This work was painted from the Piazzetta of S. Marco, looking across to the 16th century Palladian church of S. Giorgio: a view which looks exactly the same today as when Scherer executed it. Only the numbers of sailing craft have changed, replaced by motor-boats, vapporetti and an occasional liner. The low viewpoint indicates that the artist probably sat on the walled edge of the piazza, his main subject being the expanse of light-filled, boat-covered water, and the shadows and reflections animating it. As with Expressionist work generally, the aim of the artist is not to convey objective reality (the same view painted by Monet produces an incandescent confection of colour and light, in which the island of San Giorgio appears to be melting into the sky), but the subjective emotion with which he contemplated it. This is therefore an intense and brooding vision of Venice, the sky darkening and the water patterned with the blood-red reflections of sails, like the wings of the Eumenides.
Only a few minimal facts seem to be known about Fritz Scherer: that he was born in Friebourg-im-Breisgau, near Baden-Baden, in 1877, and that he studied initially with the Freiburg Painters’ League. Later on he became a pupil of Frans Wilhelm Voigt in Munich, from 1909 to 1910. His teacher seems to have been influenced by Impressionism; Scherer himself, however, was more of an Expressionist. His landscapes are pantheistic, animated by brooding rocks and snowy slopes like the pelts of monsters which may awake at any moment.

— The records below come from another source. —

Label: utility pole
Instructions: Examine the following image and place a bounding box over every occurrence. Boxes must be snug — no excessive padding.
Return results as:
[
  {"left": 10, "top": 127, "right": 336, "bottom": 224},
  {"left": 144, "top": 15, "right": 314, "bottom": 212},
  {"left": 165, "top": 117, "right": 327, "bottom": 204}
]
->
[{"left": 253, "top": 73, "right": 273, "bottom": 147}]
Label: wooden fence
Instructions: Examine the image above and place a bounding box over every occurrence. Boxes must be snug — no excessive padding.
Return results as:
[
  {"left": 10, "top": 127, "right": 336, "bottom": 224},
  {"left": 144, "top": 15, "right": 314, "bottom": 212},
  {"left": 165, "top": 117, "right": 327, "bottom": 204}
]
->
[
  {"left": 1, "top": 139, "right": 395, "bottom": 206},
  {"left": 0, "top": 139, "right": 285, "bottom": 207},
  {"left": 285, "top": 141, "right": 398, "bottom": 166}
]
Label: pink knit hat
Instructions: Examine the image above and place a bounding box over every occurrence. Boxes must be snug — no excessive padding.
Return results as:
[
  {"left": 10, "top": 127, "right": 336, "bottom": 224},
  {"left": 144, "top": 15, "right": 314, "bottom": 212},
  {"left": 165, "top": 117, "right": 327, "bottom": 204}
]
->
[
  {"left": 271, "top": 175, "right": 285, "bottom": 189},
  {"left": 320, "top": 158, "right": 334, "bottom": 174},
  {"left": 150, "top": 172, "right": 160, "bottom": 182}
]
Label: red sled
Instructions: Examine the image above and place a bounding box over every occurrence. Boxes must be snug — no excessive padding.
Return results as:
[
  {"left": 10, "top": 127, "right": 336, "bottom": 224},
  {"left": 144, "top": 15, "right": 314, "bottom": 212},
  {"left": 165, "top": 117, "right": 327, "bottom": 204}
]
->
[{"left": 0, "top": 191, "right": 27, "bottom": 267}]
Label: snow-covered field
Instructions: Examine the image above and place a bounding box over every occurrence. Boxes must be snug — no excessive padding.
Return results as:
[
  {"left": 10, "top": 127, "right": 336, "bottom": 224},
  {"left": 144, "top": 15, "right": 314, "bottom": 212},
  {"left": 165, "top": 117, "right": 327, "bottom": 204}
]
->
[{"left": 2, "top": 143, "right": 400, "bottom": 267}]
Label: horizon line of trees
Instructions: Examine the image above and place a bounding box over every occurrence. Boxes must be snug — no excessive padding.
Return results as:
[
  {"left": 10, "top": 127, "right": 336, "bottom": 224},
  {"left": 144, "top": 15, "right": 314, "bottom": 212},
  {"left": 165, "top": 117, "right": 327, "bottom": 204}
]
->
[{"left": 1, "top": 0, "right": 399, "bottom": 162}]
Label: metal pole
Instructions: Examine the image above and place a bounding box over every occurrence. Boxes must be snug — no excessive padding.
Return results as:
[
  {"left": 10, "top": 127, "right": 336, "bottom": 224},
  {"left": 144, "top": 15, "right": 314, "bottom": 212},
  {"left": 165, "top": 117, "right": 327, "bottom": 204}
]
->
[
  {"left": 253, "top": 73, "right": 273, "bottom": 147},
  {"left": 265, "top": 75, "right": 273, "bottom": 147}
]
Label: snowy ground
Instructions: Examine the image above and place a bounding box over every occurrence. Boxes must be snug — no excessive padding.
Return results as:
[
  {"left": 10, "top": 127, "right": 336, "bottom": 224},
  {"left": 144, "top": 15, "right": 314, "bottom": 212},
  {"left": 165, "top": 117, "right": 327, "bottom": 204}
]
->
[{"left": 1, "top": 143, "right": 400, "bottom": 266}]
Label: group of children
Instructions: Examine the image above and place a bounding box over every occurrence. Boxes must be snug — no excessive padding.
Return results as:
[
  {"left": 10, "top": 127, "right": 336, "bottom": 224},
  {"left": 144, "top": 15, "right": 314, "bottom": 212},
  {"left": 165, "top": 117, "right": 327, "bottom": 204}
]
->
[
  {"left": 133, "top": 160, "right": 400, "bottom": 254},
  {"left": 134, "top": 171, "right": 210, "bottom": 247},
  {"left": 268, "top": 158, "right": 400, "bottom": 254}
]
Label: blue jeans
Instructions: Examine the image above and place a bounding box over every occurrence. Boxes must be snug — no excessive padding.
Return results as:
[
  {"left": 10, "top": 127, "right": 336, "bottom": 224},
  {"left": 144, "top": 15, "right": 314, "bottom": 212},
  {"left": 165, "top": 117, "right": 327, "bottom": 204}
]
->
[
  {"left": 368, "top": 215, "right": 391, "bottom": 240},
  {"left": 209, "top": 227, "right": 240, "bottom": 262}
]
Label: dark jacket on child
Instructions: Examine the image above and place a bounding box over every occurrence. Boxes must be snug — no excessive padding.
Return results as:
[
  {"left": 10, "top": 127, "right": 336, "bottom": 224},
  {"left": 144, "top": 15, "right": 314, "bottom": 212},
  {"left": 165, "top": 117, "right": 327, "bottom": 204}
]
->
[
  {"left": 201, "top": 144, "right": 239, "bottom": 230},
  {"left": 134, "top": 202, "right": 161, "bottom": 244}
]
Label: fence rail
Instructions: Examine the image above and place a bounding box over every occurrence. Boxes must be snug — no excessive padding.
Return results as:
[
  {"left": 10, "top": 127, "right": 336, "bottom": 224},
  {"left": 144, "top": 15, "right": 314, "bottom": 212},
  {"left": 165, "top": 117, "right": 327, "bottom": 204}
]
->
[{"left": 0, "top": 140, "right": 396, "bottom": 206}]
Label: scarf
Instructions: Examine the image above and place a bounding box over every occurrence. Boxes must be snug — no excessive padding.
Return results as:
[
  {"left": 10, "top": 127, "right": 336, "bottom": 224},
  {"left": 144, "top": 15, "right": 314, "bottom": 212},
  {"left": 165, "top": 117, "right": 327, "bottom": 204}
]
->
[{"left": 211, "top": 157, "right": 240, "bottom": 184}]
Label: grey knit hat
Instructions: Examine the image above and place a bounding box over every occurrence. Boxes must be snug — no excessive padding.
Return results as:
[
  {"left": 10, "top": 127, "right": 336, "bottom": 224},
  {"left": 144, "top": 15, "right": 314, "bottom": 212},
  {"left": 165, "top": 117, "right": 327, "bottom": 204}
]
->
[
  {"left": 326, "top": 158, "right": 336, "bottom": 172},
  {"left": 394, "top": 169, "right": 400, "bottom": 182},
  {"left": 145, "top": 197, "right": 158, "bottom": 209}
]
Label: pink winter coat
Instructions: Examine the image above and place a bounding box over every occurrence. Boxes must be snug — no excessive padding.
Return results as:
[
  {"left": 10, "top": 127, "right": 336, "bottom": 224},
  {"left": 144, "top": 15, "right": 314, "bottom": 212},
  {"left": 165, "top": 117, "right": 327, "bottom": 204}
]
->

He travelled in Italy, another of his landscapes being a view of Ragusa, Sicily, and in Austria, where he painted Kitzbühel. He became a member of the Secessionist Movement in Munich, and of the Free Association of Artists around Freiburg.
Scherer’s name crops up in the Wilhelm Arntz Papers, acquired by the Getty Research Institute. Arntz (1903-1985) was a German lawyer, art expert and researcher in 20th century art; also one of the early collectors of German Expressionism. As a lawyer he worked on cases concerning the restitution of artwork confiscated by the Nazis, in connection with which he compiled hundreds of pages of notes for a comprehensive catalogue of artworks looted from public collections in Germany. Many of his references are linked to the Degenerate Art Exhibition, held in Munich in 1937; Scherer’s paintings were not specifically included in the 650 pictures shown in the exhibition, but they were amongst the 16,558 works purged from German museums for their ‘degeneracy’.
Works in public collections included paintings in the museums in Stuttgart and Munich; Logging on the Walchensee is also notable: it is illustrated in BMM.